Il importe que le gouvernement et les médias informent la population au sujet de la COVID. Mais il y a une différence entre informer les personnes et entretenir chez elles une peur disproportionnée. Un certain nombre d’éléments laissent penser que, volontairement ou non, c’est une stratégie de la peur qui est suivie par le gouvernement et les grands médias.

 

• Le nombre de « morts COVID » est maximisé.

Les statistiques les plus diffusées ne donnent pas la répartition entre les personnes mortes à cause de la COVID et celles mortes avec la COVID sans certitude quant à la cause du décès.

 

• L’information sur le nombre de « morts COVID » ne donne pas une idée juste de l’inégalité des risques au sein de la population.

Cette information insiste peu sur le fait que 65 % des “morts COVID ” avaient une cause de co-morbidité (cancer, problème cardiaque, diabète...) et que 78 % d’entre eux avaient plus de 75 ans. Ceci occulte le fait que les risques liés à la COVID sont très inégalement répartis au sein de la population.

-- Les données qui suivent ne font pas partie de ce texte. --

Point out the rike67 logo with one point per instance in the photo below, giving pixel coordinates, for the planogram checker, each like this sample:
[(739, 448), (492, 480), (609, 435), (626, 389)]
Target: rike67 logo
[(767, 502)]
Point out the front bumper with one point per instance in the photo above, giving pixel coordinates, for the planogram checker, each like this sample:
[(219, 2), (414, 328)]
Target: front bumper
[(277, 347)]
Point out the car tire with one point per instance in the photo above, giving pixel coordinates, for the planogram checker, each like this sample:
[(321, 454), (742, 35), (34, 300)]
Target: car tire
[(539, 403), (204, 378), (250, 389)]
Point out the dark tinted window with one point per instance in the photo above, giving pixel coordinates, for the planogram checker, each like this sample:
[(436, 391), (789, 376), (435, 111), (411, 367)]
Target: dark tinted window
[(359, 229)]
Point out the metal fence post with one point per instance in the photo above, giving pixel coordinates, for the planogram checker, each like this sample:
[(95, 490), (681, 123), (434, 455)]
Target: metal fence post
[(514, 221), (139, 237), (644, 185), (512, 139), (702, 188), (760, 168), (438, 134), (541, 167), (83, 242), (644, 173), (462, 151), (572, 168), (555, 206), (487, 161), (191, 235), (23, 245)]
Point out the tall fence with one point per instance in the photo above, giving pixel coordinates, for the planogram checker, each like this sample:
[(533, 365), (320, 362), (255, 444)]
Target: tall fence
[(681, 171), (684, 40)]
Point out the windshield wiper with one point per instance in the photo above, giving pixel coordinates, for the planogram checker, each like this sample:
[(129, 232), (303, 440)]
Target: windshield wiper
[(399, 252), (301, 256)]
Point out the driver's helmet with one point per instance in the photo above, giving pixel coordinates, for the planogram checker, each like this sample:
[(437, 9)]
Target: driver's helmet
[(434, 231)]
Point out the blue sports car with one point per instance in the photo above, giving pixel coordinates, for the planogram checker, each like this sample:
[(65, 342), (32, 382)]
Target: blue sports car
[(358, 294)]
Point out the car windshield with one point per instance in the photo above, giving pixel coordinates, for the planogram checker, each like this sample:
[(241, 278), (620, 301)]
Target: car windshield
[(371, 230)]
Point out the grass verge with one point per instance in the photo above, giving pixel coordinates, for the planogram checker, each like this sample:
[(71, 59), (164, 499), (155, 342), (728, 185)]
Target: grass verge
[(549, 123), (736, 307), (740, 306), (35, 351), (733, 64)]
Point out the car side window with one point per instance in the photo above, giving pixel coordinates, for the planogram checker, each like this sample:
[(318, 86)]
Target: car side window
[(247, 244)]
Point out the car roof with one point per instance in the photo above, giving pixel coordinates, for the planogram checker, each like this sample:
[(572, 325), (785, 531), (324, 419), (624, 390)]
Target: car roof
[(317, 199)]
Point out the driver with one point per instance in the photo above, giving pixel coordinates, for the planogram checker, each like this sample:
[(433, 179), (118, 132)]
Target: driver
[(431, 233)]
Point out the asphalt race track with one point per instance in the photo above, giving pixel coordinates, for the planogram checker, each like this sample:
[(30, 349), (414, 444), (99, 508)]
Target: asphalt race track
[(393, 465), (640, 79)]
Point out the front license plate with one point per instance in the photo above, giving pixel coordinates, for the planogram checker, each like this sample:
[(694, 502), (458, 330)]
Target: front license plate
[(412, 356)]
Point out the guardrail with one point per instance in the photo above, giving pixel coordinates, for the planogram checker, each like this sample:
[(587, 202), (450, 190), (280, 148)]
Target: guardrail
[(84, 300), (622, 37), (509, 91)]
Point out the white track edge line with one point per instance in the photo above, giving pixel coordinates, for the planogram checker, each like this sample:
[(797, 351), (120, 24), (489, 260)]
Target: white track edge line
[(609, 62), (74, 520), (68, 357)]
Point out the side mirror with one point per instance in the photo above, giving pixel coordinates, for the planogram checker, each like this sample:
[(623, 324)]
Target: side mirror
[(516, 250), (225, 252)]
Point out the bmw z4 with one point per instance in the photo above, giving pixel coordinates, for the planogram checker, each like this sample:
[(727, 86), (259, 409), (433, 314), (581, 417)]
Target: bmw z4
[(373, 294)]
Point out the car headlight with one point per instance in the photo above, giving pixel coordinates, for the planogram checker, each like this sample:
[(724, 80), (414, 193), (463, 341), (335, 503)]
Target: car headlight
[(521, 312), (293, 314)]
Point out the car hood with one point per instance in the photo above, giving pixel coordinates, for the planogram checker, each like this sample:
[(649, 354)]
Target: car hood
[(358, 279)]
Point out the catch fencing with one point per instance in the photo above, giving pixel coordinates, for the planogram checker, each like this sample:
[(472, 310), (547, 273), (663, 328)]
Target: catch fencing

Une information qui vise l’objectivité serait plus précise sur les bases de calcul des chiffres et leurs incertitudes. Elle choisit des chiffres évitant au public de se faire une idée fausse de la situation (ici, la croyance que le risque est élevé pour tous). Certes, en les cherchant, on peut trouver des chiffres permettant de prendre du recul mais l’information livrée au grand public ne les donne pas spontanément.

 

• Le nombre de « morts COVID » est présenté de manière à le rendre le plus impressionnant possible.

Il s’agit de biais de présentation bien connus : un chiffre important ex. 80 000 morts de la COVID en France paraît d’autant plus impressionnant qu’il n’est pas mis en perspective :

80 000 morts = 0,12 % de la population française ; pour comparaison, il meurt plus de 600.000 personnes par an en France, soit 0,9 % de cette même population.

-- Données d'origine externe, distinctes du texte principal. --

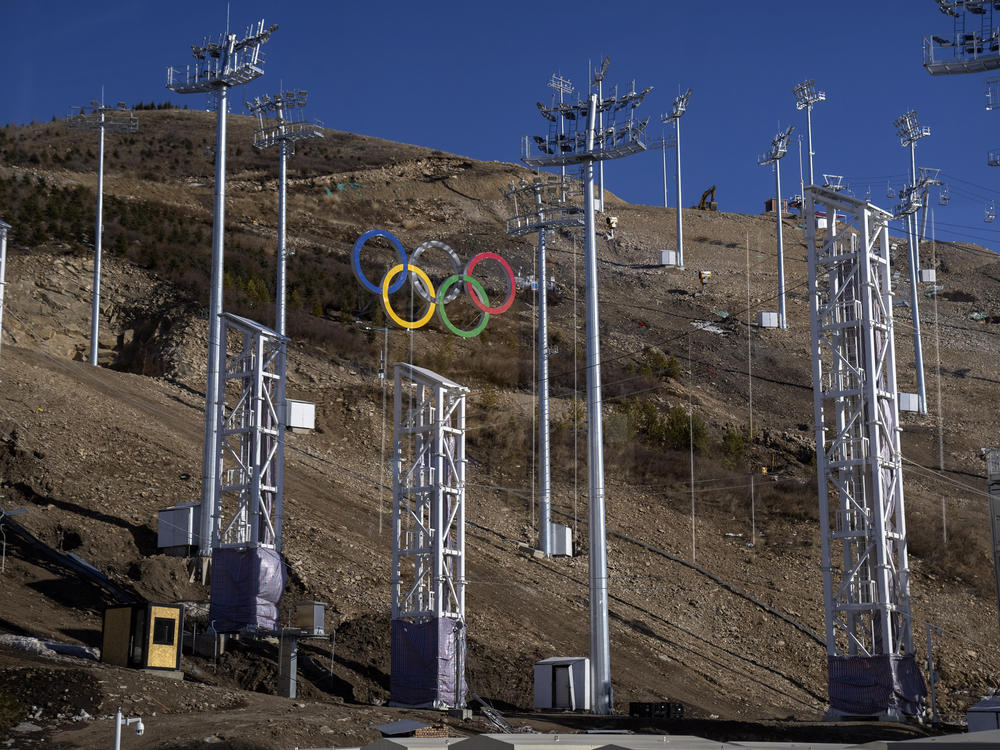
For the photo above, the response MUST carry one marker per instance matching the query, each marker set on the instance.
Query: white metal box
(985, 715)
(908, 402)
(562, 540)
(310, 616)
(767, 320)
(178, 526)
(562, 683)
(300, 415)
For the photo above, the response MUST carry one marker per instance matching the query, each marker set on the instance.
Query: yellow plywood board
(160, 655)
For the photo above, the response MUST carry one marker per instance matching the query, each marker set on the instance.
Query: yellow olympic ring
(395, 270)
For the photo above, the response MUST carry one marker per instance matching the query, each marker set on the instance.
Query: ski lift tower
(806, 96)
(573, 138)
(910, 131)
(541, 206)
(98, 117)
(872, 669)
(428, 540)
(219, 65)
(678, 110)
(779, 147)
(281, 122)
(248, 575)
(973, 46)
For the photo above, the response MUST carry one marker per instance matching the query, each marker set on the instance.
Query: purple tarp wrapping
(875, 685)
(425, 663)
(247, 583)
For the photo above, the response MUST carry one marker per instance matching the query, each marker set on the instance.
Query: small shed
(145, 636)
(562, 683)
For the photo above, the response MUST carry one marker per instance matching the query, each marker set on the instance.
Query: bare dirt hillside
(700, 612)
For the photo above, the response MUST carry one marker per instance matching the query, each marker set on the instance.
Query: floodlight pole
(97, 119)
(910, 131)
(95, 310)
(680, 206)
(3, 270)
(228, 63)
(679, 108)
(600, 654)
(782, 321)
(544, 455)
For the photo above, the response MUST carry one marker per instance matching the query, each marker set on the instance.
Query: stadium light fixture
(100, 118)
(909, 130)
(218, 66)
(674, 116)
(282, 122)
(806, 96)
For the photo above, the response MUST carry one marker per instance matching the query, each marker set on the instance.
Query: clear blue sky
(464, 77)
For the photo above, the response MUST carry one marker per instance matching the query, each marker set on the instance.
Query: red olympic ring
(474, 296)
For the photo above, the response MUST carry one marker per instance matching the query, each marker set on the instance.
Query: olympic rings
(357, 259)
(388, 305)
(444, 316)
(510, 276)
(449, 290)
(455, 263)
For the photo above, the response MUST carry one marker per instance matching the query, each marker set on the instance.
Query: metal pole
(545, 492)
(664, 149)
(3, 271)
(600, 652)
(809, 129)
(914, 309)
(680, 207)
(95, 312)
(600, 125)
(282, 248)
(781, 248)
(209, 510)
(931, 677)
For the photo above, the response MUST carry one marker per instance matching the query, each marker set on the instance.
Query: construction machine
(707, 202)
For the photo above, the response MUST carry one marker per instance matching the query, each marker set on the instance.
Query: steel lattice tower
(540, 206)
(251, 442)
(866, 587)
(428, 541)
(98, 117)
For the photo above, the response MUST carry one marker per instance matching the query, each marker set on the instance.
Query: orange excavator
(707, 202)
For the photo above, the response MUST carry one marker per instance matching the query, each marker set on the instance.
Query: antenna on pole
(100, 118)
(909, 130)
(579, 140)
(674, 116)
(219, 65)
(806, 96)
(779, 147)
(282, 122)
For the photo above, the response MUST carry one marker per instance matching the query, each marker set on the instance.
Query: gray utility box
(299, 415)
(767, 320)
(668, 257)
(562, 683)
(908, 402)
(310, 617)
(562, 540)
(985, 715)
(177, 528)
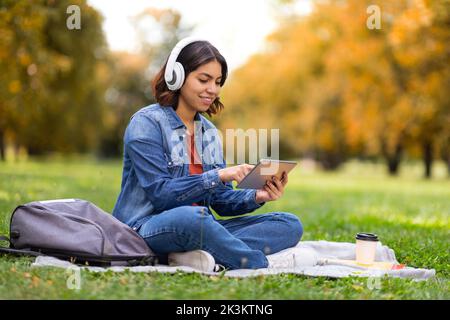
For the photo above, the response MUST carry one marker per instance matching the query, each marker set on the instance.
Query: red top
(195, 163)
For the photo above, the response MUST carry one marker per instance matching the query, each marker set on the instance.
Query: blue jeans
(241, 242)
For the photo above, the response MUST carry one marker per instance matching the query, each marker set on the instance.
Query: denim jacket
(156, 176)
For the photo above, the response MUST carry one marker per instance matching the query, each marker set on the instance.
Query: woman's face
(202, 86)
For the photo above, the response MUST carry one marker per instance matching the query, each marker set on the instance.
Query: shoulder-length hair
(191, 57)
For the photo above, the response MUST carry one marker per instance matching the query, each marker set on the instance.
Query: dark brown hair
(191, 57)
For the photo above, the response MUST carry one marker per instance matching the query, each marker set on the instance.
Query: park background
(364, 110)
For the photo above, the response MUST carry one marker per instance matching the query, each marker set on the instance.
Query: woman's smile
(206, 100)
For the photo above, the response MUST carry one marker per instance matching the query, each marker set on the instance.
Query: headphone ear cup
(179, 76)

1.900.000 morts dans le monde = 0, 02 % de la population mondiale. Les épidémies célèbres qui ont marqué les imaginations étaient beaucoup plus mortelles ; ex. grippe espagnole : 20 à 50 millions de morts dans le monde soit 1 % à 2,5 % de la population mondiale.

Une information qui vise l’objectivité ne présente pas à des “profanes” un chiffre sans mise en perspective. Faute de quoi, au mieux, ce chiffre ne leur dira rien ; au pire, par exemple parce qu’il est élevé, il suscitera des réactions émotives et des interprétations erronées.

 

Prenons-le temps de comparer ces deux modes de communication :

 

ESRI FRance Décès à l'hôpital © ESRI ESRI FRance Décès à l'hôpital © ESRI

 

Carte des % de décès ds au COVID, ramenés à la population départementale © AB Carte des % de décès ds au COVID, ramenés à la population départementale © AB

• Lorsque le nombre de morts cesse de croître, on en entend peu parler

et c’est le nombre de « cas positifs », qui est alors mis en avant, de manière discutable.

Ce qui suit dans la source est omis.